Quem disser que mais de um milhão de portugueses se revê nos ideais fascistas, racistas, xenófobos, homofóbicos, misóginos ou antidemocratas que grande parte dos militantes do Chega orgulhosamente assumem, estará profundamente enganado.

Quem votou no Chega não quer voltar ao fascismo nem à ditadura, onde o direito a ser livre na escolha de quem nos lidera, livre no pensamento informado, livre no conhecimento adquirido, livre no trabalho ambicionado, livre no sonho de sermos o que quisermos, independentemente de quem formos à nascença, nos é tirado lentamente, sem nos darmos conta e mais rapidamente do que pensamos.

Quem votou no Chega não quer voltar ao período antes do 25 de Abril de Salazar que o partido tanto glorifica, quando uma em cada três mulheres eram analfabetas, e em que o seu propósito se confinava a servir o marido e a casa; quando mais de cinco milhões de portugueses nem tinha completado o Ensino Básico; quando a morte durante o parto da mãe ou do seu filho era uma realidade frequente por apenas os mais ricos acederem a cuidados de saúde de qualidade; quando um estudante de medicina português cigano, como eu, seria uma realidade apenas em filmes de ficção científica.

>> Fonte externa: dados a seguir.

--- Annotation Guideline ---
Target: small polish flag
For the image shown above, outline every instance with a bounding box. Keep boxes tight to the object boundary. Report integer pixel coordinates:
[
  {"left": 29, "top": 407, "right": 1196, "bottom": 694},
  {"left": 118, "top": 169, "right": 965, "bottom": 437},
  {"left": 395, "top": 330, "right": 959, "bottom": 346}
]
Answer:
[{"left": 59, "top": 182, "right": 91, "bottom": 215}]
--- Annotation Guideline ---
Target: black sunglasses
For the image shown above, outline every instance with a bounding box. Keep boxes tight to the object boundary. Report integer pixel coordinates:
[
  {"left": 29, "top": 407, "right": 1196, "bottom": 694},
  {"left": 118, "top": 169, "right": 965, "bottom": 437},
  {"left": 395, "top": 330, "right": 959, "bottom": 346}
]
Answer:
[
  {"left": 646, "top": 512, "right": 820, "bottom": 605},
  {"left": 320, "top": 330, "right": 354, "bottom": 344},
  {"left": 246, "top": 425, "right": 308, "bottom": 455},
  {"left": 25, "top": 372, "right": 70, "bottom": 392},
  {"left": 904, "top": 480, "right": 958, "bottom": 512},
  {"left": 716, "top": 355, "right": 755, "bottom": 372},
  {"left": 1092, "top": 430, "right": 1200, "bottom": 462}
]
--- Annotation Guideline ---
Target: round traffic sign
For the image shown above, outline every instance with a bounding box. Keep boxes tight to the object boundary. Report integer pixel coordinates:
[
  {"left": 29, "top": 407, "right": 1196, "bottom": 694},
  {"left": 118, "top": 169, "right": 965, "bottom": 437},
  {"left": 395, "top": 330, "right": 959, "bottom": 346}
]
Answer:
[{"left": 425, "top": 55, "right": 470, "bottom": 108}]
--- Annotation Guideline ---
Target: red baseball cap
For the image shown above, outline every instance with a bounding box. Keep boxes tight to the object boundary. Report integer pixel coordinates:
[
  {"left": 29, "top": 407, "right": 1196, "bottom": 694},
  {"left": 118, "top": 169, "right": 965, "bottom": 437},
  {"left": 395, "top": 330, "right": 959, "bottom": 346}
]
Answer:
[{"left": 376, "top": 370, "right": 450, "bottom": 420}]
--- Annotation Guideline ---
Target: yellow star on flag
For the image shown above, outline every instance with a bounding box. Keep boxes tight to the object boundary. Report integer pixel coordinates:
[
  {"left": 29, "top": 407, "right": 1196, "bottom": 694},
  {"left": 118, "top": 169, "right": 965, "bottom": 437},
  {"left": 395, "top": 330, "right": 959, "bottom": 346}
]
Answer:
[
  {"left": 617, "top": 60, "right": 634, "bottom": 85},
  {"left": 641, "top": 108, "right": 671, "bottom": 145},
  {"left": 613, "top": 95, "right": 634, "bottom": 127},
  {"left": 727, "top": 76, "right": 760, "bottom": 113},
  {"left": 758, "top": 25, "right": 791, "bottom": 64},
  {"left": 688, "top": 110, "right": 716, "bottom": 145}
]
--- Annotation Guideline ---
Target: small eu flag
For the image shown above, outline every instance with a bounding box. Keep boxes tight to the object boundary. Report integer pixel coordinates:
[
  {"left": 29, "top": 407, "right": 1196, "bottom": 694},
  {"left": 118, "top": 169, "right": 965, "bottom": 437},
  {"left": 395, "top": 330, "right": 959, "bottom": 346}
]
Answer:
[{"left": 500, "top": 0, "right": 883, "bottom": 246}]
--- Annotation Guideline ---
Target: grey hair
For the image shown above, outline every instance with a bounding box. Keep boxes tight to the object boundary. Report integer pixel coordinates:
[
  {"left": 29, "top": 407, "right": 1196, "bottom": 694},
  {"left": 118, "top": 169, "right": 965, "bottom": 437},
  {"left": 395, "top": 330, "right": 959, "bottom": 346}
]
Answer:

Eu, como tantas outras centenas de milhares de jovens e menos jovens portugueses, sou filho de Abril, sou filho do Estado Social, da Escola Pública, do nosso SNS. Assim, importa perguntar: o que querem o milhão de portugueses que elegeram 48 deputados deste partido com ideais facilmente contrariadas por quase todos nós?

A resposta é simples. Querem mudar as suas vidas para melhor. Querem ter um teto, sem se preocupar se vão colocar comida na mesa no final do mês. Querem trabalhar e sentir-se valorizados pelo contributo que dão a Portugal. Querem ter uma vida digna, sem serem obrigados a emigrar, afastando-se das suas famílias. Querem maior transparência das instituições e dos políticos. Querem ser felizes rodeados das pessoas que amam. Querem ser ouvidos. E o seu descontentamento já entoou pelos quatro cantos do país.

Agora, importa fazer reflexões. Para todos os que votaram no Chega importa refletirem: será que com o voto no Chega mudamos? Definitivamente. Mas a pergunta certa deveria ser: mudamos para melhor? Mudar para melhor é preferir o ódio ao amor? Preferir a expulsão ao acolhimento? Preferir a miséria dos mais fracos à sua emancipação? Preferir os problemas às soluções? Será isto mudar para melhor? Quanto aos principais partidos como o PS e o PSD, urge também a reflexão se não será tempo de inovar rapidamente a sua forma de ação e comunicação com todos os portugueses, de modo a reconquistarem a confiança de um povo tão nobre, caloroso, humilde e humano como o povo português. É tempo de correr atrás da democracia, antes que ela fuja.